The President of the United States can’t repeal a law like the Clean Water Act, but the Trump Administration is going ahead with plans to undermine the CWA by severely limiting the long-evolving rules that underpin it. It’s the latest episode of a saga that we have been covering since early last year.
12 September 2019 | In 2006, US Supreme Court Justice Antonin Scalia tried to overturn centuries of precedent by whipping out his Second Edition of Webster’s New International Dictionary and latching on to a definition of “waters” that he found there.
In so doing, he concluded that the federal government of the United States could only protect “streams[,] . . . oceans, rivers, [and] lakes,” but not the bulk of the wetland systems that fed them.

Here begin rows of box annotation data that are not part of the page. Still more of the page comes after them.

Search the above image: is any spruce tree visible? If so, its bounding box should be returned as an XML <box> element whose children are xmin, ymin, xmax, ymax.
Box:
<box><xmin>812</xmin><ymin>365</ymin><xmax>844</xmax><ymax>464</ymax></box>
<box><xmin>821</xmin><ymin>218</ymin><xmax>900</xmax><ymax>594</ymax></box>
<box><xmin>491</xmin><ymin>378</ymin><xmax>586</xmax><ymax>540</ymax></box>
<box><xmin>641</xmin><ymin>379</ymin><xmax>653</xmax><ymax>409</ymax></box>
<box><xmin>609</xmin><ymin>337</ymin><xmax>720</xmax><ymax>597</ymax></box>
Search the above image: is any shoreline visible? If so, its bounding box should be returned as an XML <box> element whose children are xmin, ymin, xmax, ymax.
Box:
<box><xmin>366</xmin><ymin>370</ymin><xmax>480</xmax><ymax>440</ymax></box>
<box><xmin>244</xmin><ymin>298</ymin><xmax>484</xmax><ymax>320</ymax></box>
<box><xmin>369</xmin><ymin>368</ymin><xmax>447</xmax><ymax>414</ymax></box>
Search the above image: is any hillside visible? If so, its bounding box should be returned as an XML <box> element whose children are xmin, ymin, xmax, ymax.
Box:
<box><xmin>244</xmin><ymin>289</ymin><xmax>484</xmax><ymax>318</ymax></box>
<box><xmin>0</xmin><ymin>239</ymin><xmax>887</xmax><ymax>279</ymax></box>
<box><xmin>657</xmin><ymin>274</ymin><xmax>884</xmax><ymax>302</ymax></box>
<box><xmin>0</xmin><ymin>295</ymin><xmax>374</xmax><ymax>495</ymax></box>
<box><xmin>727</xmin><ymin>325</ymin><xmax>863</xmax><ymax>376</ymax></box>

It was a limitation a that excluded 98 percent of continental US waterways, and if followed it would mean that anyone could dig up wetlands (which he dismissed as “puddles”), dredge them, or fill them without regard for downstream consequences – which is exactly what people used to do before President Nixon signed the Clean Water Act in 1973.
Scalia’s opinion lay dormant for over a decade, but the Trump Administration plans to adopt it this week, effectively undermining the Clean Water Act without having to repeal it.
How is such action possible?
Critics argue that it isn’t, and the decision is sure to face court challenges under something called the Administrative Procedures Act. That’s what happened last year, in the first chapter of this saga, which we have been covering almost from the start.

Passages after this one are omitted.